January 7, 2010 at 11:40 pm
(8) Mike KImber says:

Shishmaref, as well as other Bering Strait villages are currently experiencing massive erosion along the beaches and some are in the process or planning for whole village relocation. Others are in the process of planning and completing erosion control devices.

Some of these village sites have been occupied over the last several thousand years, or longer, without the threat of erosion at the current levels.

The communities are working hard to preserve their cultures despite the changes in conditions. Only time will tell .

January 10, 2010 at 9:04 pm
(9) Ken says:

Before the Little Ice Age that started around the beginning of the 14th century, most of Greenland was free of ice, in the summer. And even now with all the global warming land on Greenland that was farmed by the Vikings is still under ice.
To find out how high sea levels will rise if Greenland’s glaciers melt just look at what the sea levels were before the 14th century. There are plenty of buildings and other construction from that time still standing in Europe. Just look at where the water level was then.
I don’t think things will get as bad as all the doomsayers predict. If your paycheck is from forecasting doom, you forecast doom, big time!

January 19, 2010 at 2:41 pm
(10) Ed Darrell says:

Bering Strait is a literal choke point for climate change, with regard to ice floes and current flows. Did you all see the National Science Foundation release on the stuff last year? I blogged it here.

January 27, 2010 at 3:05 am
(11) Buzz says:

Ken, You need to do a little research. The Greenland ice sheet has been in existence for at least 100,000 years, and more likely 400,000 to 900,000 years.

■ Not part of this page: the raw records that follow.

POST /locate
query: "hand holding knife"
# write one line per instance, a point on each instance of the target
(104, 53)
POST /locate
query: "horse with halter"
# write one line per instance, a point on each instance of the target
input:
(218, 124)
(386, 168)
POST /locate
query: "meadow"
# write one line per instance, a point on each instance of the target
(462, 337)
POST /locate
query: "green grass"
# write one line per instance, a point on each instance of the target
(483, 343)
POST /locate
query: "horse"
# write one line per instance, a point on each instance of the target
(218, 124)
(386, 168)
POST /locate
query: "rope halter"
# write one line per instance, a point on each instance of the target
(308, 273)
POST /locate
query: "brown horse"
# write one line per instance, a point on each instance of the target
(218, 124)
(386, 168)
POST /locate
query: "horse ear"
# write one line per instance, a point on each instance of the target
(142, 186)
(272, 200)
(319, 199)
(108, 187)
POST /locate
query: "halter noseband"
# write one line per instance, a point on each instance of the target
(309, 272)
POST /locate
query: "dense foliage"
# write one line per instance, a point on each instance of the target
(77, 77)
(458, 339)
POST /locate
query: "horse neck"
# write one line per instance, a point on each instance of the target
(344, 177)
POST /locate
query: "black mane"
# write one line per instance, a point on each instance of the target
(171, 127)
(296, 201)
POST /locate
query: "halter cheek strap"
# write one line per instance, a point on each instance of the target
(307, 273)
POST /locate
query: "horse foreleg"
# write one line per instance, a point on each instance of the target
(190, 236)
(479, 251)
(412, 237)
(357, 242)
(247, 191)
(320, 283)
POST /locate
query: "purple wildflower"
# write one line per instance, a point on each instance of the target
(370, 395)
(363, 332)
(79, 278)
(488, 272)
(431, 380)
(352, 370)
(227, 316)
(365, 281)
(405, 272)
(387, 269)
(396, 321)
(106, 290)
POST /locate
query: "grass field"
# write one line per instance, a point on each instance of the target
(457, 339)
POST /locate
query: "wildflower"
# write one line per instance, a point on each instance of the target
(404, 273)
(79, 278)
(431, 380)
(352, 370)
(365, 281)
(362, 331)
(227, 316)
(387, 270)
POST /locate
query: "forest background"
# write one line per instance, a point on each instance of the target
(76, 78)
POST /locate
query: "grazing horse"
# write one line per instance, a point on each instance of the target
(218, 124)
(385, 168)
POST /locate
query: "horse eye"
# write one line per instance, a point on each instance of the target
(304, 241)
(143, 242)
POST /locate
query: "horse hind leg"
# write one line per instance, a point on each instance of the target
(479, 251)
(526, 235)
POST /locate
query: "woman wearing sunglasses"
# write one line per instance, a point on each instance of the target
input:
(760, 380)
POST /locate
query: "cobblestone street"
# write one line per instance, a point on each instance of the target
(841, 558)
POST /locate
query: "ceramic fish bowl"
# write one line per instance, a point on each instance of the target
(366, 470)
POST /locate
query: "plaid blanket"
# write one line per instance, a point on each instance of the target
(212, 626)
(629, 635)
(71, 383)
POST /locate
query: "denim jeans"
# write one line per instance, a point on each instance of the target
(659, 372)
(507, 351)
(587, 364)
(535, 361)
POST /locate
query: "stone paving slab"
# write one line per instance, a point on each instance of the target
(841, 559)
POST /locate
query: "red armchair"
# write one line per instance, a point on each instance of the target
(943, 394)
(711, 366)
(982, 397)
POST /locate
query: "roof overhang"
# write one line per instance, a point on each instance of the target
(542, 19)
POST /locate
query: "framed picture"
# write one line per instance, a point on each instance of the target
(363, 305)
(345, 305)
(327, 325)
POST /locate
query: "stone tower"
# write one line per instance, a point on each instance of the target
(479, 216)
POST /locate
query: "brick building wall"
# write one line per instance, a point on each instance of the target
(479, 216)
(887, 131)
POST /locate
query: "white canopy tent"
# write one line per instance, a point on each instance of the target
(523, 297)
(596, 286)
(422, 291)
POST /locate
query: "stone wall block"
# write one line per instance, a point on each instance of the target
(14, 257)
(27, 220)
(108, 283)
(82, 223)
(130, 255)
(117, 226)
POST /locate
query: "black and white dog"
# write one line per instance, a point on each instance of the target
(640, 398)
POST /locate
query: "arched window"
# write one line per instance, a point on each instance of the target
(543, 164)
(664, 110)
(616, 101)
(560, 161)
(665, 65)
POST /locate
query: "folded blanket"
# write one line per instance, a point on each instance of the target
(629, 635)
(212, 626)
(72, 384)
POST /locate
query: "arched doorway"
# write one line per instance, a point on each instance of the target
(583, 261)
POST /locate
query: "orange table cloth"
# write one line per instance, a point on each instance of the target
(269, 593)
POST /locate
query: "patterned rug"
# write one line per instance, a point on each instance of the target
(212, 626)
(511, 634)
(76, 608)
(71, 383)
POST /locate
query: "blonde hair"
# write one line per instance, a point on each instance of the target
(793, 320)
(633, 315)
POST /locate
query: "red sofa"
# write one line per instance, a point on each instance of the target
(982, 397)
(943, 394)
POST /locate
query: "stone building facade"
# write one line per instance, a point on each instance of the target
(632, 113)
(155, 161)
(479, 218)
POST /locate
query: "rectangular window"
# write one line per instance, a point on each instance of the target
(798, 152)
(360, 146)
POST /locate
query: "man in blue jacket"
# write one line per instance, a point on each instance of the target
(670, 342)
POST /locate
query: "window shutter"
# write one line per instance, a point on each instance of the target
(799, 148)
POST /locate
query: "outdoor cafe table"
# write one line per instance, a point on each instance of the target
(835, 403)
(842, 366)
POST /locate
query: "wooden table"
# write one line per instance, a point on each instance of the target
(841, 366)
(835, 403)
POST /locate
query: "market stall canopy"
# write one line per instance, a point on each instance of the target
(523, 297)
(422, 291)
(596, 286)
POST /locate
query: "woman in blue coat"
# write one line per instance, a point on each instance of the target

I also wish people would quit insulting climate scientists with this crap about forecasting doom to increase their funding. The climate scientists I know are dedicated professionals who are desperately trying to provide us with accurate information so we can understand what is happening and what we need to do.

January 30, 2010 at 4:55 pm
(12) Ed Darrell says:

If your paycheck is from forecasting doom, you forecast doom, big time!

Who gets paid for forecasting doom? No one.

Who gets paid to cover up such forecasts, to continue profligate living until the end?

The grasshoppers never learn from the ants. Never.